Course overview
1 Introduction
The goal of this course is to study the more advanced aspects of the implementation of programming languages.
We assume that students have already followed an introductory course on compilers, and in particular that they are familiar with what is commonly known as the front-end of compilers: parsing, name analysis and type checking. This course will not cover these subjects at all, and instead concentrate on the back-end of compilers for high-level functional and object-oriented languages, as well as run time systems.
2 Compilers
A simple compiler is typically composed of a set of front-end phases — a scanner, a parser, a name analyzer and maybe a type analyzer — that analyze the input program and make sure it is valid. These phases usually produce an abstract syntax tree of the program, which is then processed by a very simple back-end composed of a single code-generation phase producing the target program. This is illustrated by the picture below:
Realistic compilers tend to be more complicated, for two reasons: first, their back-end includes several simplification and optimization phases, and second the compiler is accompanied by a sophisticated run time system, as illustrated in the image below:
This course examines the implementation of these additional phases, and of several aspects of run time systems. A brief overview of these two subjects is given below.

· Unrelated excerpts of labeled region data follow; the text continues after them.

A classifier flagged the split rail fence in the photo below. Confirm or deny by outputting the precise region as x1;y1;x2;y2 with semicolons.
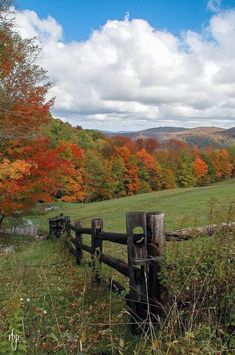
49;212;233;332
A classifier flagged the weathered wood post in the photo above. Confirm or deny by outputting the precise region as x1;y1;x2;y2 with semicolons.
75;221;82;265
91;218;103;282
126;212;148;333
146;212;166;315
64;217;71;248
49;218;53;237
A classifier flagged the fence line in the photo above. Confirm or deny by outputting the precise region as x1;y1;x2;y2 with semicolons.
49;212;235;333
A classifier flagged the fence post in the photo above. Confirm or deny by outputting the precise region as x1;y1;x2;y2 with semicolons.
49;218;52;237
75;221;82;265
91;218;103;282
126;212;148;333
64;217;71;248
146;212;166;315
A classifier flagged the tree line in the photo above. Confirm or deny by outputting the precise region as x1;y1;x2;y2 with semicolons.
0;0;235;225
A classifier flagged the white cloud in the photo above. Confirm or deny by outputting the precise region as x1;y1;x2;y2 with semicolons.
12;8;235;130
207;0;222;12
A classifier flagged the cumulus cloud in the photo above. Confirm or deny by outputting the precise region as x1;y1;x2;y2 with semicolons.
12;7;235;130
207;0;222;12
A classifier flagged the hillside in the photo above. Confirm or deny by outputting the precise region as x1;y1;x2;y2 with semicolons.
108;127;235;147
30;179;235;231
0;180;235;355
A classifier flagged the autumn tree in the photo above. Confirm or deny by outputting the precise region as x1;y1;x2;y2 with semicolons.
0;0;64;225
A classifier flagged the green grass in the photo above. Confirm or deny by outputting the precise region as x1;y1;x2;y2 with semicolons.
30;179;235;232
0;180;235;355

3 Simplification and optimization phases
The additional phases that non-trivial compilers include between the front-end phases and code generation can be broadly split in two categories:
- simplification phases
- which translate complex concepts of the language (e.g. pattern matching, anonymous functions) into simpler ones, and
- optimization phases
- which try to improve the program's usage of some resource (e.g. CPU time, memory, energy).
To manipulate the program, these phases must represent it in some way. One possibility is to use the representation produced by the parser — the abstract syntax tree (AST). While this is perfectly suited to certain tasks, other intermediate representations (IR) exist and are more appropriate in some situations.
The choice of the intermediate representation to use in a compiler is of paramount importance, as it greatly influences the difficulty of performing certain analyses or transformations. For that reason, many intermediate representations have been developed, and most compilers use more than one of them at different stages of the compilation process.
3.1 Simplification phases
A simplification (also called lowering) phase is one that transforms the program being compiled so that some complex concept of the input language is translated using simpler ones.
As an example, all Java compilers include a phase that transforms nested classes to top-level ones. This phase is necessary as the Java Virtual Machine does not have a notion of nested class. The effect of this simplification phase on a simple program is illustrated in the image below:
3.2 Optimization phases
An optimization phase is one that transforms the program being compiled so that it (hopefully) makes better use of some resource: CPU cycles, memory, energy, etc.
An example of an optimization phase found in most Java compilers is the one that removes if
statements whose condition is known at compilation time to be false. This kind of code is commonly referred to as dead code, i.e. code that can never be executed.
The effect of this optimization phase on a simple program is illustrated in the image below:
Unlike simplification phases, which are mandatory, optimization phases are not and can often be enabled or disabled by the user of the compiler. There are exceptions, though, and some programming language specifications require that conforming compilers always perform a defined set of optimizations.
4 Run time systems
Implementing a high-level programming language usually means more than just writing a compiler. A complete run time system must be written, to provide various services to executing programs, like:
- code loading and linking,
- code interpretation, compilation and optimization,
- memory management (garbage collection),
- concurrency,
- etc.
This is quite a lot, and typical implementations of run time systems for Java (called Java Virtual Machines) are more complex than Java compilers!
4.1 Memory management
Most modern programming languages offer automatic memory management: the programmer allocates memory explicitly, but deallocation is performed automatically.
The deallocation of memory is usually performed by a part of the run time system called the garbage collector, which periodically frees all memory that has been allocated by the program but is not reachable anymore.
4.2 Virtual machines
Instead of targeting a real processor, a compiler can target a virtual one, usually called a virtual machine (VM). The produced code is then interpreted by a program emulating the virtual machine.
Virtual machines have many advantages:
- the compiler can target a single architecture,
- the program can easily be monitored during execution, e.g. to prevent malicious behavior, or provide debugging facilities,
- the distribution of compiled code is easier.
The main (only?) disadvantage of virtual machines is their speed: it is always slower to interpret a program in software than to execute it directly in hardware.
To make virtual machines faster, dynamic, or just-in-time (JIT) compilation was invented. The idea is simple: Instead of interpreting a piece of code, the virtual machine translates it to machine code, and hands that code to the processor for execution. This is usually faster than interpretation.